In the 1969 British caper film The Italian Job, Michael Caine assembles a team of criminals to steal a load of gold bullion from Fiat headquarters in Torino. In a series of mad-dash chase scenes and high-wire stunts, the crooks pull off the heist and head off to Switzerland, leaving the city in chaos
In a remarkable parallel, Bunga-Bunga master Silvio Berlusconi has engineered his own high-wire electoral comeback, pushing Italian politics into gridlock and threatening the stability of the European common currency.
Italy’s economy is the third-largest in Europe and the third-most indebted in the world. But much of their debt was incurred over 20 years ago. For most of the past decade, they have run a primary budget surplus, only in deficit by interest payments. And most of their debt is long-term. They do not face an immediate funding crisis.
Nevertheless, the austerity measures of technocratic leader Mario Monti have not set well with the electorate. The economy is in recession and his party finished fourth, behind that of a former communist, a former television clown, and Berlusconi. With Italy’s lower house and upper chamber in flux, it’s hard to tell who’s in charge.

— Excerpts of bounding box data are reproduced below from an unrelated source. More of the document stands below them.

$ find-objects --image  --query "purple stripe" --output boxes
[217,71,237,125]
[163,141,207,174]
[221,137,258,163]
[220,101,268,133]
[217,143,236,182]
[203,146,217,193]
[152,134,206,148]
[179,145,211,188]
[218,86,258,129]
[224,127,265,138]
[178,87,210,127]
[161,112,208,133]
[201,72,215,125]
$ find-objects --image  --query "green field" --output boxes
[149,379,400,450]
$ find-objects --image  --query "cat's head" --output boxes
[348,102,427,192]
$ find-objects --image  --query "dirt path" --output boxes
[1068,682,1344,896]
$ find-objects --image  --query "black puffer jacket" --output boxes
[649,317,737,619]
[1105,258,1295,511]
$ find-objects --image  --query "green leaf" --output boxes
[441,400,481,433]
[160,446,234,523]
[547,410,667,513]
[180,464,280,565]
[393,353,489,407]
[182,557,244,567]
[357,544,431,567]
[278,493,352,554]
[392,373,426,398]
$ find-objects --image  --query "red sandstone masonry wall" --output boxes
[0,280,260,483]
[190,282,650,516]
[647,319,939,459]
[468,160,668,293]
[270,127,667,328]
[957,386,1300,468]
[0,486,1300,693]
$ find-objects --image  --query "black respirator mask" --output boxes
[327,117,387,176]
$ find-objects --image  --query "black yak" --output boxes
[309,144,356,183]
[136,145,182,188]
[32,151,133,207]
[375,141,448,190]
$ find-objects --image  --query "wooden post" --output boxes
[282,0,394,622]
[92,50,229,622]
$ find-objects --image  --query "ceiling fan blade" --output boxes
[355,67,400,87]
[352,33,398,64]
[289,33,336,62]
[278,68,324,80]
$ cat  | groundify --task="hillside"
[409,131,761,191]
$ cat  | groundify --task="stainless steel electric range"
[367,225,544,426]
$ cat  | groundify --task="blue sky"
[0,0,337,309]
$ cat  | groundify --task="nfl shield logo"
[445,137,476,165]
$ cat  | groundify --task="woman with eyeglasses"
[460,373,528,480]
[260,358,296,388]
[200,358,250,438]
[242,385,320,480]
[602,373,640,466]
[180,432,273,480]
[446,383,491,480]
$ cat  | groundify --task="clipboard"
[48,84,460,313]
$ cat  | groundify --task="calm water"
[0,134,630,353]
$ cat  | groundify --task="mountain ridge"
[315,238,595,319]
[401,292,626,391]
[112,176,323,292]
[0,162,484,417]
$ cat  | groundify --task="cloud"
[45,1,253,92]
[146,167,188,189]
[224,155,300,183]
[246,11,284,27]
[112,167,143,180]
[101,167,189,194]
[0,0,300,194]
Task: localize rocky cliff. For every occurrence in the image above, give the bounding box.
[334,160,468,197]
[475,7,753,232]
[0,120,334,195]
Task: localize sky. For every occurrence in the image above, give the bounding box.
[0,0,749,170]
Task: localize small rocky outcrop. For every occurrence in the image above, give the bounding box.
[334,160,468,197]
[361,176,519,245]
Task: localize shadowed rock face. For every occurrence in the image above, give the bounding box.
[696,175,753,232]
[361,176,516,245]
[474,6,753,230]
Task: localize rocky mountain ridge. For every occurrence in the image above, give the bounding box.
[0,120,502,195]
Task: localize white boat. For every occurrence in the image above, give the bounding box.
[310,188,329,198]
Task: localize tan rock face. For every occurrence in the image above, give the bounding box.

Given their weak economy, Italy needs financial support. The European creditor nations have been willing to help, but they want someone responsible to negotiate with—and that’s just what they don’t have. Like the movie, the outcome is a cliffhanger.
In the movie’s ending, the escape vehicle teeters on the brink of a precipice, the stolen gold pulling it over the edge. In the same way, Italy’s hard-money could be pulling its economy over the edge. And just like the movie, we don’t know how this will end.